Supported by thrilling techno beats, the four men of Project Wildeman and the four women of Silbersee enact a parody on modern partying. While their limbs jerk rhythmically up and down and flap from left to right, the distorted grimaces on their faces suggest their mechanical movements are a matter of life and death. Their exhausted panting emphasizes we’re dealing with true people here, though they act like machines. This final tour de force ends the delusional opera Woyzeck, leaving the audience aghast yet rapturous after witnessing one and a half hours of high energy dancing and singing: the applause is long and loud.

The dilapidated hall of the former shipyard NDSM (Dutch Docking and Shipping Centre) in Amsterdam-Noord is ideally suited to this physical form of music theatre, the sheer energy of the performance evoking images of toiling labourers. The setting is one of the strong points of the Over het IJ festival: after having crossed the river IJ by (free) ferry, one enters a desolate world of red brick industrial buildings in different states of (dis)repair. The wharf went bankrupt in the early eighties and since then has been occupied by squatters and artists. The Over het IJ Festival was founded in 1993 and has retained its somewhat anarchistic atmosphere: far from the regular concert and theatre halls there’s room for experiment. The audience is refreshingly young and unconventional.

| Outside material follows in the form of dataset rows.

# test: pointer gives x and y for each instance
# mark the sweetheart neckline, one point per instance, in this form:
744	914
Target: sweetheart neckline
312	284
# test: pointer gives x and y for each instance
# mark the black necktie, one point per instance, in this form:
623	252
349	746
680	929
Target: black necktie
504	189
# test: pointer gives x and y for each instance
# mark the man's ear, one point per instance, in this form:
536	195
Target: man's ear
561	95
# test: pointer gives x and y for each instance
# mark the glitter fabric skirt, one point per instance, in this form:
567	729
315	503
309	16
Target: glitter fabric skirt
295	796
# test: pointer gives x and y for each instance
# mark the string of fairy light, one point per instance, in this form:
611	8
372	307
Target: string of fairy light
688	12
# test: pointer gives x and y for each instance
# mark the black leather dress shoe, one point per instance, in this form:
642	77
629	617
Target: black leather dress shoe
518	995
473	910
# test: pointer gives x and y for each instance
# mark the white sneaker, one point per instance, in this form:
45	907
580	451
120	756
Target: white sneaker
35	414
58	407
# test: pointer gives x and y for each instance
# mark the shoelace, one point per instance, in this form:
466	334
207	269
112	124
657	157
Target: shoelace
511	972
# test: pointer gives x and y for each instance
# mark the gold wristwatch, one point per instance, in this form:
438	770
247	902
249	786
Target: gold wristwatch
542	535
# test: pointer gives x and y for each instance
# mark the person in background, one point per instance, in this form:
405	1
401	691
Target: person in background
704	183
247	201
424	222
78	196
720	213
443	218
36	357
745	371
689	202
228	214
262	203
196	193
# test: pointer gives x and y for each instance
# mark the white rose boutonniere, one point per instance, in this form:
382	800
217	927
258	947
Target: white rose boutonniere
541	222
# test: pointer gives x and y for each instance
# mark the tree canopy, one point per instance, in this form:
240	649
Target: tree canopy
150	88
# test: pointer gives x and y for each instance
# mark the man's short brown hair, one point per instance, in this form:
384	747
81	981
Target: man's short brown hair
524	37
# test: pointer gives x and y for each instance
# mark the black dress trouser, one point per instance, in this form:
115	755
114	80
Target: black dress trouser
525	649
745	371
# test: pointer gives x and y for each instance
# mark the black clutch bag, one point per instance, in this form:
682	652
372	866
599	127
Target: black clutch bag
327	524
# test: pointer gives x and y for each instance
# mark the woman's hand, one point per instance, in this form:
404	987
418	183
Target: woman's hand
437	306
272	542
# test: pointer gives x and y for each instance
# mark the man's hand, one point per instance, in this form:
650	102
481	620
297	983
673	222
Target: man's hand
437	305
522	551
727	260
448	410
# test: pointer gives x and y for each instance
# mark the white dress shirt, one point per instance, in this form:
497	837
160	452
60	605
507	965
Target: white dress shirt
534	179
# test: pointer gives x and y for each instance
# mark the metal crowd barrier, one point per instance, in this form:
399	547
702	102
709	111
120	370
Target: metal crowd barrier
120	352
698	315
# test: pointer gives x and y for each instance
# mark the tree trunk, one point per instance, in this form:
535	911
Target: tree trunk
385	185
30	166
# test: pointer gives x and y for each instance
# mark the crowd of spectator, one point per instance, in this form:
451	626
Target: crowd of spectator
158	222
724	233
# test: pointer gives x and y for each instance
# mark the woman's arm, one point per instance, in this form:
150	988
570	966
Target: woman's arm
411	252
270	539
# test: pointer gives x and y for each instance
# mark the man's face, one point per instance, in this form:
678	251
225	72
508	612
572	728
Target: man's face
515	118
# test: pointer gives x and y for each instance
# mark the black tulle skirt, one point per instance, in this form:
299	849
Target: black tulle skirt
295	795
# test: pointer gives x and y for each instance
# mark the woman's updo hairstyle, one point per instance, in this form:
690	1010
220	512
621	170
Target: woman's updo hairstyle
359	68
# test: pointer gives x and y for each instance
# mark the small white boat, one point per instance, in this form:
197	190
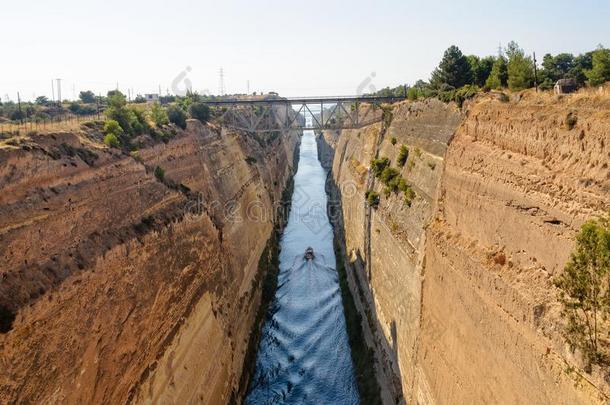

Woyzeck, directed by former singer Romain Bischoff, is loosely based on the play Georg Büchner wrote in 1837 about a poor soldier who killed his wife Marie in 1821, and was beheaded three years later. This was the period of burgeoning psychiatry, and Woyzeck was analysed to suffer from delusions. This didn’t prevent his public execution, however. His sad case inspired many artists, among them the composer Alban Berg (opera Wozzeck, 1925) and film director Werner Herzog (Woyzeck, 1979). For this new production Silbersee and Project Wildeman based themselves not only on Büchner’s play, but also on the forensic reports of the various doctors that examined Woyzeck. They focus on Woyzeck’s delusions.

A grandstand offers room to some hundred people, yet looks minute in the immense hall – by the pure size of the venue we are confronted with the insignificance of our daily preoccupations. When the play begins Woyzeck occupies a watchtower, looking at us through a spyglass: not only he, but also we ourselves are under surveillance. His wife Marie is preparing dinner – a scanty ration of uncooked peas - but when he finally descends and comes to table, Woyzeck gets lost in his daydreams. These take the form of three couples: a macho and his sexy lover in a tight bodysuit; a man in ballerina outfit and a prim woman in tartan skirt, and a man in military jacket accompanied by a woman in a rock and roll dress.

They move about vehemently, provoking and subduing each other in wild macho and sex games, often creating pulsating rhythms with only the use of their breaths. Sometimes the women burst into song, now solo, then in enticing, lyrical polyphony. The rock and roll lady challenges the macho with rude trumpet calls that he responds to by barking like a dog on a mini trumpet; the military man plays guitar and sampler, while the ballerina man hits the strings of a broken piano soundboard. The actions and mimicry of the three delusional couples are the most colourful and varied, thrilling the audience with their manic outbursts.

The main characters of Woyzeck and Marie remain a little nondescript. One would have wished for some more dramatic development, for by only zooming in on Woyzeck’s fantasies, his tragedy remains somewhat abstract, and his murder of Marie comes almost as a surprise. Yet the high voltage performance and apparent enthusiasm of Silbersee and Project Wildeman is awe-inspiring.